In the very first poem, Blacksmith Shop, he tells us:

“It seems I was called for this
To glorify things just because they are.”

And that’s what it seems he does. He celebrates the world, yet isn’t much convinced it has any other or so-called “higher” meaning than that the world IS. And humans ARE: are now and living, but Milosz doesn’t believe that humans are anything more than another being among the beings of this planet, and like other beings will be, live, and then, at some time, cease to be. No more no less, and he celebrates the IS which each being is.

In his poem about the early evolutionist, Linnaeus, he writes:

“He would set out with his botanical box
To gather and to name, like Adam in the garden
Who did not finish his task, expelled too early.”

The poet himself, while not a scientist, will do this NAMING in poetry and lived experience.

“And I, who in this bitter age deprived of harmony
Am a wanderer and a gatherer of visible forms
Envying them, bring to him [Linnaeus] my tribute
A verse imitating the classical ode.”

There is a beautiful humility about Milosz. In another poem he presents a portrait of himself as poet:

Reconciliation
"Late, the time of humbling reconciliation
With himself, arrived for him.
“Yes” – said – “I was created
To be a poet and nothing more.
I did not know anything else to do.
Greatly ashamed but unable to change my fate.”

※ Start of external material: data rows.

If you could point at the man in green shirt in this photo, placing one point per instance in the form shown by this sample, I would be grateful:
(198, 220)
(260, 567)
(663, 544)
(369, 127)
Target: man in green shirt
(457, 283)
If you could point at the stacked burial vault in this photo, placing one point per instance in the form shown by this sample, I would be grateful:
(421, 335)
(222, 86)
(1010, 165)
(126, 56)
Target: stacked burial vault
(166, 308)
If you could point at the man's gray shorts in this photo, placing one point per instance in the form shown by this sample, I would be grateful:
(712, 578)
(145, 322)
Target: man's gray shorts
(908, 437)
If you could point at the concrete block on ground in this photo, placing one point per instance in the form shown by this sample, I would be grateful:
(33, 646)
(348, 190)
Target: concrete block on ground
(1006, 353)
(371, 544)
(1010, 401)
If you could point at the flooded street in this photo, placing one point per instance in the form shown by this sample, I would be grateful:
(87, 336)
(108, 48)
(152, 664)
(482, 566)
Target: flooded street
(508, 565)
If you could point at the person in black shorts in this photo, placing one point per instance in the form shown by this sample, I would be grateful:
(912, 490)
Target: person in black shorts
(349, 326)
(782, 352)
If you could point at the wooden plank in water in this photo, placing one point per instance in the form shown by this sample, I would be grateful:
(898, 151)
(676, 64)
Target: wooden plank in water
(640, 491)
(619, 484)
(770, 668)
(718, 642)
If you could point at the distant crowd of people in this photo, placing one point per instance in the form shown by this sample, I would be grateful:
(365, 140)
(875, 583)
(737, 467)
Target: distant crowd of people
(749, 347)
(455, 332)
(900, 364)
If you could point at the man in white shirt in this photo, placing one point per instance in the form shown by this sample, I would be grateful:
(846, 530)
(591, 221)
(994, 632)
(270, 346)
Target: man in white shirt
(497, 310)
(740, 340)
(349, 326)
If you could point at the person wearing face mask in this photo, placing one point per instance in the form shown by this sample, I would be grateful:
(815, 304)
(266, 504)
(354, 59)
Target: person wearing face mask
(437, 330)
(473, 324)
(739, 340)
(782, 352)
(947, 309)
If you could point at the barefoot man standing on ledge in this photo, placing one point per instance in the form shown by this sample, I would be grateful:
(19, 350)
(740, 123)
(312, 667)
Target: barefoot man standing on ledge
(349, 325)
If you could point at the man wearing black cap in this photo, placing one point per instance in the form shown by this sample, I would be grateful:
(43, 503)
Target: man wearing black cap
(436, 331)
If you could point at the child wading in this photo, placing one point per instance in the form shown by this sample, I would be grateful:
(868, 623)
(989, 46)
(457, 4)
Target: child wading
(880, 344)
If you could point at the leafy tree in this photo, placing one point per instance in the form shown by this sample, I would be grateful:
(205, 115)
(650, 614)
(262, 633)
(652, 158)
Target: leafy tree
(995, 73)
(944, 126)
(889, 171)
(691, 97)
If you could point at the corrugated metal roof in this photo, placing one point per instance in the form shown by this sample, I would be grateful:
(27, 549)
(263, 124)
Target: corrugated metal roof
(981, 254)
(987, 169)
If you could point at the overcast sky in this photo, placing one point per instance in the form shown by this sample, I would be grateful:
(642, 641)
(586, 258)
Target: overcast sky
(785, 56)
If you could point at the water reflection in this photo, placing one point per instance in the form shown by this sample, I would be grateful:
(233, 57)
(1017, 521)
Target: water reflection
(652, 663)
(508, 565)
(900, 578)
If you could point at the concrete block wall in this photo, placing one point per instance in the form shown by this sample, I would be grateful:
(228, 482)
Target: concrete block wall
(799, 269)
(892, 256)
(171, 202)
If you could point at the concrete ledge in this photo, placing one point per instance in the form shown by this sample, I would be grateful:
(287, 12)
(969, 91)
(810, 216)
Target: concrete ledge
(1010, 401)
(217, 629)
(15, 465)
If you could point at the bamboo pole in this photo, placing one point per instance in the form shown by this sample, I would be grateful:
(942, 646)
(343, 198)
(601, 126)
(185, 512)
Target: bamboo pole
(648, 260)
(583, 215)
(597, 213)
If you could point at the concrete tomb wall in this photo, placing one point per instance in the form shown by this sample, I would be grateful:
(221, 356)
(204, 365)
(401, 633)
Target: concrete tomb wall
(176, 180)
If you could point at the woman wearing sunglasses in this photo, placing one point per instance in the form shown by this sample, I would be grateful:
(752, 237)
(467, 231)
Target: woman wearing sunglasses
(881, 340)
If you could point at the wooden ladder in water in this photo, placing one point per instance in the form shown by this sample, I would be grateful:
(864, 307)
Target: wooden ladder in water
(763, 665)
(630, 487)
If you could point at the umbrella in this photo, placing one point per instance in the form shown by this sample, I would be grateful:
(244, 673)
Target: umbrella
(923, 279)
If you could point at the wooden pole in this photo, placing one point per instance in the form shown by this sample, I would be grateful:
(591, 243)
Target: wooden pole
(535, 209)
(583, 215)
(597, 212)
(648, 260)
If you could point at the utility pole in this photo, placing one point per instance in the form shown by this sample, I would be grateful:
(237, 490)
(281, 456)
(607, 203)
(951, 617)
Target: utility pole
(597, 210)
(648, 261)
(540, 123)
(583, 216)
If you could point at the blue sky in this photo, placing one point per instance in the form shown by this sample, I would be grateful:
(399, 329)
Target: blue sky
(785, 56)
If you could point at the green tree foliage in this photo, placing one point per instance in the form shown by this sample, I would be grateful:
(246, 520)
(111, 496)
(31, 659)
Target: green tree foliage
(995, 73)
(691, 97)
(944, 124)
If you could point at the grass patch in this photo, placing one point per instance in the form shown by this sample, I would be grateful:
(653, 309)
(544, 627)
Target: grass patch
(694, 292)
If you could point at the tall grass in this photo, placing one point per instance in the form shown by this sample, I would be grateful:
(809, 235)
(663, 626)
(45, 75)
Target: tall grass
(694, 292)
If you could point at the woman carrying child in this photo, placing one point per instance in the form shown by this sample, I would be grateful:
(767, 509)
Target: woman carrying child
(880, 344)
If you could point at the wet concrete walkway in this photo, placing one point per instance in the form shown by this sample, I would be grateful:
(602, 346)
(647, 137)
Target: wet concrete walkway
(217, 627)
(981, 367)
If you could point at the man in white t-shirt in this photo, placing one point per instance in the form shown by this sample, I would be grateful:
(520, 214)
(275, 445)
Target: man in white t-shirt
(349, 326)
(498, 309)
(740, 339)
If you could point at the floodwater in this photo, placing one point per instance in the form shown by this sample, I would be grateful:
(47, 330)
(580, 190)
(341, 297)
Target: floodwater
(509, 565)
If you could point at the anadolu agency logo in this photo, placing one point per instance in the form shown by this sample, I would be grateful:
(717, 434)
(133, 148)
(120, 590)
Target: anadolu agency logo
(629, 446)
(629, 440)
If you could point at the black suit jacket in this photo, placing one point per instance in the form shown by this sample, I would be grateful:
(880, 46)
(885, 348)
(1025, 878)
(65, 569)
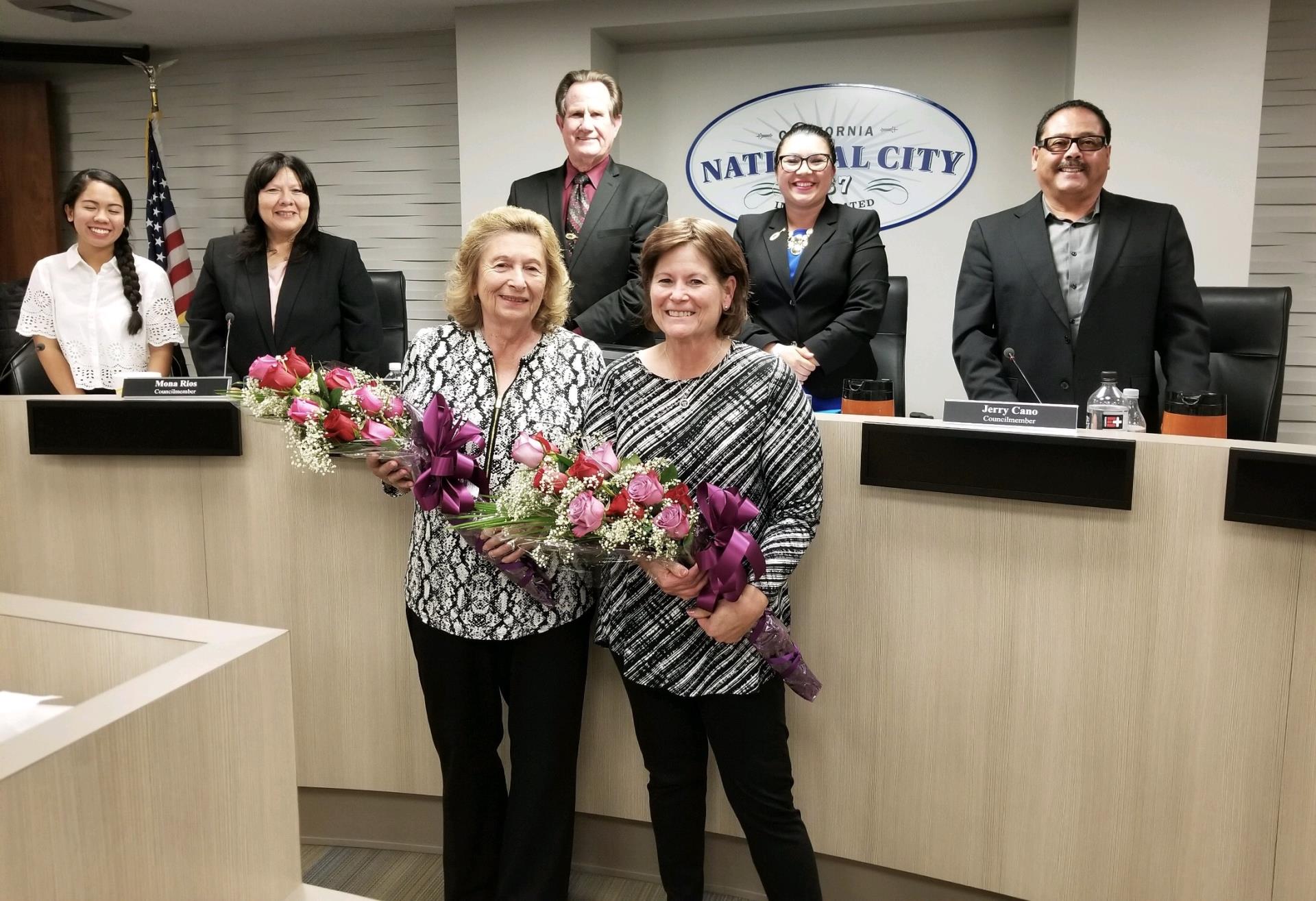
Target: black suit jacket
(1141, 300)
(607, 299)
(835, 304)
(327, 308)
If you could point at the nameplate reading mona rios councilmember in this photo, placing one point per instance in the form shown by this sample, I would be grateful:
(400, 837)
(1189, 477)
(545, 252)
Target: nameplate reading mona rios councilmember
(210, 387)
(1014, 413)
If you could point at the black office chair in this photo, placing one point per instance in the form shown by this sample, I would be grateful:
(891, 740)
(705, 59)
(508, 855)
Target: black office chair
(1250, 341)
(24, 374)
(888, 344)
(391, 293)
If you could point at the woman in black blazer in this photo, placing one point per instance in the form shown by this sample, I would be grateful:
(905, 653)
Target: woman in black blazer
(287, 283)
(818, 273)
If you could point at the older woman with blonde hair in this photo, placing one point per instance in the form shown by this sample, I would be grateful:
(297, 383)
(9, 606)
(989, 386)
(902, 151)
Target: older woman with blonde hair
(506, 363)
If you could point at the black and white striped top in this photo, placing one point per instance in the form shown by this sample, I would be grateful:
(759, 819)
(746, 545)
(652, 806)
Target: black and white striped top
(744, 425)
(450, 586)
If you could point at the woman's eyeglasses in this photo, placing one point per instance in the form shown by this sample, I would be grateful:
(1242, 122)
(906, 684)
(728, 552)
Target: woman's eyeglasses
(816, 164)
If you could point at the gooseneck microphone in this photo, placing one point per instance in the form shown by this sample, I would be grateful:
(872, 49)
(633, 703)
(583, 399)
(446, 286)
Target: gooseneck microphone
(1010, 356)
(228, 333)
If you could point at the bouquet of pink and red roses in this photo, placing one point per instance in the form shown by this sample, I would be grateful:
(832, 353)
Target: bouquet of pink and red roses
(326, 412)
(592, 506)
(589, 504)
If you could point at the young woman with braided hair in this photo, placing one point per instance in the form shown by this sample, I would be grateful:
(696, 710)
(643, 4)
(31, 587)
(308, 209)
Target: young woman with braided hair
(98, 310)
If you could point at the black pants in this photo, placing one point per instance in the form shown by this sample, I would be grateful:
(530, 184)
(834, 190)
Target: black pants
(748, 736)
(499, 843)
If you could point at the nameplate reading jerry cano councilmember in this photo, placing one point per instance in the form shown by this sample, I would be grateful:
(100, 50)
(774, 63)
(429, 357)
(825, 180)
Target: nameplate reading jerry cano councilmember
(1015, 413)
(210, 387)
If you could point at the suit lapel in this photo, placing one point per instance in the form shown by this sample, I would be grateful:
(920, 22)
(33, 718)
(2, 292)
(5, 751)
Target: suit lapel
(1110, 243)
(822, 232)
(293, 279)
(1035, 246)
(258, 280)
(775, 250)
(603, 195)
(553, 203)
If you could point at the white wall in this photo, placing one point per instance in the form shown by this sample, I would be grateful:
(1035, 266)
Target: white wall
(1156, 65)
(992, 88)
(1283, 244)
(1181, 82)
(374, 117)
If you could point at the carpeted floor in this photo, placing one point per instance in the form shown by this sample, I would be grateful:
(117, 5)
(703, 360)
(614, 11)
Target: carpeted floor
(406, 876)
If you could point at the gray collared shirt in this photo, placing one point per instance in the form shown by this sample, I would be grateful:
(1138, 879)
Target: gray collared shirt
(1074, 251)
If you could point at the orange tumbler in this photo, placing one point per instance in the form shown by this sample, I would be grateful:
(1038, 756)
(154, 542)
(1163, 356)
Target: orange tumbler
(1204, 415)
(869, 397)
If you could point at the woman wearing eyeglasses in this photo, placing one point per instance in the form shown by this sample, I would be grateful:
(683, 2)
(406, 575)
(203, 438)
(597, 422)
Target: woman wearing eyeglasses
(818, 273)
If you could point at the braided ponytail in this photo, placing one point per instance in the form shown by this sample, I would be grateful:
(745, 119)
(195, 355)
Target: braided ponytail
(132, 284)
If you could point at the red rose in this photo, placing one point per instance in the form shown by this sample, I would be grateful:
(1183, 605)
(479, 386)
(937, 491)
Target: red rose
(280, 379)
(681, 495)
(583, 467)
(619, 504)
(340, 426)
(297, 363)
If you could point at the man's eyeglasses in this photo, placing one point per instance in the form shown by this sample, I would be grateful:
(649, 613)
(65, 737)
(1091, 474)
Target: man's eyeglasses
(1061, 143)
(791, 164)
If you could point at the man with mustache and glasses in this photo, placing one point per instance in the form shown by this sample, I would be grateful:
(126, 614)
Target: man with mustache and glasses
(600, 210)
(1078, 280)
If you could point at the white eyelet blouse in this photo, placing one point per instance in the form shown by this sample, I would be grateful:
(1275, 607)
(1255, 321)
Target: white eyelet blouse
(87, 313)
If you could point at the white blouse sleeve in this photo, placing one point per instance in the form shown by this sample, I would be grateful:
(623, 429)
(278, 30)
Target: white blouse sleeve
(158, 308)
(37, 316)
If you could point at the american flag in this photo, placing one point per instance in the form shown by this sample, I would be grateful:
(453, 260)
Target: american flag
(164, 232)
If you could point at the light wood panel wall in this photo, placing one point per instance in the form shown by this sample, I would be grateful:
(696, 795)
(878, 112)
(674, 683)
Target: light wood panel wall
(174, 786)
(37, 656)
(1037, 700)
(123, 534)
(1283, 234)
(1295, 865)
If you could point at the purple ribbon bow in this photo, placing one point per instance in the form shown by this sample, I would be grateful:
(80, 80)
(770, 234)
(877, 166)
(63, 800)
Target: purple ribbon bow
(446, 476)
(729, 546)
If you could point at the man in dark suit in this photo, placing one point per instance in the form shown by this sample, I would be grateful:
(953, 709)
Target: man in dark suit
(1078, 280)
(600, 210)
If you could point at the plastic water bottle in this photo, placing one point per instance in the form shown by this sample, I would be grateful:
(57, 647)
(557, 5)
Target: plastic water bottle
(1106, 407)
(1134, 420)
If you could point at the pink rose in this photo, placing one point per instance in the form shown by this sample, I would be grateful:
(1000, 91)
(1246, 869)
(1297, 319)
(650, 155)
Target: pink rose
(645, 489)
(605, 458)
(278, 378)
(526, 452)
(303, 409)
(340, 378)
(673, 521)
(586, 513)
(377, 433)
(297, 363)
(261, 366)
(367, 399)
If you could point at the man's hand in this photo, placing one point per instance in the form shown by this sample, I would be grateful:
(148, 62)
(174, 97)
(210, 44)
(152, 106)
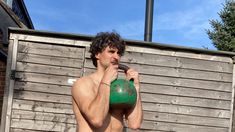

The poet: one who constantly thinks of something else.
His absentmindedness drives his people to despair.
Maybe he does not even have any human feelings.

But, after all, why should it not be so?
In human diversity, a mutation, variation
Is also needed. Let us visit the poet
In his little house in a somewhat faded suburb
Where he raises rabbits, prepares vodka with herbs,
And records on tape his hermetic verses."

My favorite poem of the collection is a bit longer than others – A New Province. It is about the aging process, the approach of death. Each stanza, about 13 of them, each 4-8 lines, is an image of a different aspect or attitude toward old aging and death. I’ve read it half dozen times already. Perhaps it’s a bit close to home.

There is an irony is his work in that it is very concrete; he reveals the everyday world of his experience. He SAYS he doubts the notion of philosophy and reflections on larger meanings, yet many of his poems, while set in everyday reality, reveal a view of the world that many would-be philosophers would find exciting. But his own claim to be “just” a describer of his world is beautifully expressed in one of the last poems in the collection: December 1. December 1

"The vineyard country, russet, reddish, carmine-brown this season.
A blue outline of hills above a fertile valley.
It’s warm as long as the sun does not set, in the shade cold returns.
A strong sauna and then swimming in a pool surrounded by trees.
Dark redwood, transparent pale-leaved birches.
In their delicate network, a sliver of the moon
I describe this for I have learned to doubt philosophy
And the visible world is all that remains."

Joyfully I have a second volume of his work which I haven’t yet taken off the shelf. I’m going to wait a bit, reread a few of the poems in this volume, then, when I’m ready I’ll treat myself to the second book of his which I have.